Companies’ concern with data security has also been noticed by F5, another US-based application security firm that partners with digital workspace interface providers such as AWS to provide strengthened cloud security. Sudarshan Sivaperumal, senior security architect at F5 says that clients have moved from VPN to two-factor authentication, over the past few years. Though VPN provides a parallel online network, which is hidden from hackers, two-factor authentication adds another layer of security to it.

Two-factor authentication is basically providing a more secure gateway, since it involves more than just a single password. A user will have to complete two to three steps to get into that network. For example, apart from the password, the user may have to enter an OTP sent to a registered email ID.

At F5, Sivaperumal says that the company looks at their data security framework from three pillars. First, the ability to identify the user through the two-factor authentication. Second is end-point checks, through a certificate or software installed on the company-issued devices. This certificate or software is how a closed network, such as a company’s internal network, identifies a device before allowing it to log into the network. The third is using machine learning and AI to analyse and assess user behaviour. This is done by flagging any anomaly, such as an unusual request sent by an employee. Once it is flagged, the system triggers the two-point verification. For instance, an OTP is immediately sent to the registered email ID, to allow further transaction by the user.

Most vendors in this segment believe that a hybrid office is the future, with up to 50% of the workforce logging in from their homes. But Kapoor says that, while there is a rise in demand from companies for WFH products, the products themselves will have to develop and evolve. “Work from home leads to happier employees and lower costs (for example reduced real estate costs) for the company. However, as the current productivity decline has shown, effective work from home requires a properly designed digital office with at least common sense controls – to ensure productivity,” he says.

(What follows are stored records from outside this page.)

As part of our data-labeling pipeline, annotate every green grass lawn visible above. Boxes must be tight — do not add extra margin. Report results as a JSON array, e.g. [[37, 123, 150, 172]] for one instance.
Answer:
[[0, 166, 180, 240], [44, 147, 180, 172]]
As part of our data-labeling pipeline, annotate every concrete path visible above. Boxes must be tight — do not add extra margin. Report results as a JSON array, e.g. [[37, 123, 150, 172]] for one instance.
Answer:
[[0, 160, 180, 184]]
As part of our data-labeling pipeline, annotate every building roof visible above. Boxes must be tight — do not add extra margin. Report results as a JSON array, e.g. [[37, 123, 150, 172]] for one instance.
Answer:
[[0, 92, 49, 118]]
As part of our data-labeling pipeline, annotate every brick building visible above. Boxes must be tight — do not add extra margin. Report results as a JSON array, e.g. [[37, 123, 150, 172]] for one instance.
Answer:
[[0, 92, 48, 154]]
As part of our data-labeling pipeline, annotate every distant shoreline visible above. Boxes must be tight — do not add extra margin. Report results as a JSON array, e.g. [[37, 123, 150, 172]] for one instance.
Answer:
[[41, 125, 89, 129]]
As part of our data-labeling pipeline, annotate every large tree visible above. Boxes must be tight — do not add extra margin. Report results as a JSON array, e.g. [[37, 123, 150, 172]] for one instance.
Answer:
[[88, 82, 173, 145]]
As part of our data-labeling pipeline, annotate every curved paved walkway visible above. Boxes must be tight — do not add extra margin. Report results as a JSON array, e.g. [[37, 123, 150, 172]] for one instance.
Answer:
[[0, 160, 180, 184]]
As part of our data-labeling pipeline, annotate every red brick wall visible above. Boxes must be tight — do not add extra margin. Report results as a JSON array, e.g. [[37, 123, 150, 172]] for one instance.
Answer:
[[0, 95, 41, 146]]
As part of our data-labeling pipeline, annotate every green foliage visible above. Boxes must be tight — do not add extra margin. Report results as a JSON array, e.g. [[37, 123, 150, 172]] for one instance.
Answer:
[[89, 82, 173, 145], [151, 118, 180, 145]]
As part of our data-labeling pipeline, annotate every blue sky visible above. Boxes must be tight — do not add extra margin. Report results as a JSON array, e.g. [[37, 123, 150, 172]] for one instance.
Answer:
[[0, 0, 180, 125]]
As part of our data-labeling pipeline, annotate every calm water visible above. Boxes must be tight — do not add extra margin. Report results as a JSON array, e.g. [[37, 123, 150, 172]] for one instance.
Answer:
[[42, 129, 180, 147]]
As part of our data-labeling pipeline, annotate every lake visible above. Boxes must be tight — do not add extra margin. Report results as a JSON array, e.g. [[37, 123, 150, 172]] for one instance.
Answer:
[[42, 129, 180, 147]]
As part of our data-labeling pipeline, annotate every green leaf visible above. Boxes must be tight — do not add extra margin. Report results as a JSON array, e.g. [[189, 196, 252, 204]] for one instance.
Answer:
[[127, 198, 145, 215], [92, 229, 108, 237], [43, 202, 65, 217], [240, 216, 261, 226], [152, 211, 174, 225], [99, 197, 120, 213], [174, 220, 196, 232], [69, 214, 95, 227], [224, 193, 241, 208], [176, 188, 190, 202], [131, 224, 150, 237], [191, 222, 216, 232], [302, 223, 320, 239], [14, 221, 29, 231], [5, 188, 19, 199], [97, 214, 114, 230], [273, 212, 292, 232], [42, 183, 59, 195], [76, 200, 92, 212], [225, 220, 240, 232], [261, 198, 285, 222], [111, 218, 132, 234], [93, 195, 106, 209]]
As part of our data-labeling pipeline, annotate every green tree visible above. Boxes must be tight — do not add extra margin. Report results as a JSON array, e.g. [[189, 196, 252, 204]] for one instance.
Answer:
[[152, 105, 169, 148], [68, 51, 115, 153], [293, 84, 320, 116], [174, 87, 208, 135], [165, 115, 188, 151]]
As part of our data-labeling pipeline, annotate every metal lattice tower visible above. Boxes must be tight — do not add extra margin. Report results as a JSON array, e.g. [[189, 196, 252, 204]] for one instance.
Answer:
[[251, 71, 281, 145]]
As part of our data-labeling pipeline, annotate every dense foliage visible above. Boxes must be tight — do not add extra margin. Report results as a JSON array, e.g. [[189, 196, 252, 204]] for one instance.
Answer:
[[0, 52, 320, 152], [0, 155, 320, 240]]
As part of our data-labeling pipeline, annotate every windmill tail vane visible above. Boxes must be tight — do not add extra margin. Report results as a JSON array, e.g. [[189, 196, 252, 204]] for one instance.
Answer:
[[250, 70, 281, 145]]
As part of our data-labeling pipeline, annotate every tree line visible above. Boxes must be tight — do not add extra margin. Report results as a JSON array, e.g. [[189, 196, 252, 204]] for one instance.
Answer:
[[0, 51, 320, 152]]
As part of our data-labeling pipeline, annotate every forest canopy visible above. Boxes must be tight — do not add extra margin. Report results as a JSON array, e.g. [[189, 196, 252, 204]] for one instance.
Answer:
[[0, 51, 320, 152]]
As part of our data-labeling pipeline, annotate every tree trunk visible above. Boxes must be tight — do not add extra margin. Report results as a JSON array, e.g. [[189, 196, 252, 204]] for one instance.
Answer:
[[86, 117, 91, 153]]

According to Sharma, companies are now looking for more customised products in this space. Vendors are having conversations with clients about meeting specific needs, be it for an individual person or for specific tasks such as mobility between devices. “Client companies are looking at the possibility of groups that will permanently work from home. This could be like support staff — finance and accounting or HR etc. The focus has moved from solving immediate issues to making the already deployed solutions more robust and sustainable for the longer run,” he explains.

WFH is surely here to stay, however much the cats have tried to disrupt it. Prajit Nair, director sales-end user computing, VMware India says, client companies are migrating to the cloud infrastructure at 4x the earlier pace. So vendor companies, that can tweak and secure their products and services fastest, stand to be the biggest gainers.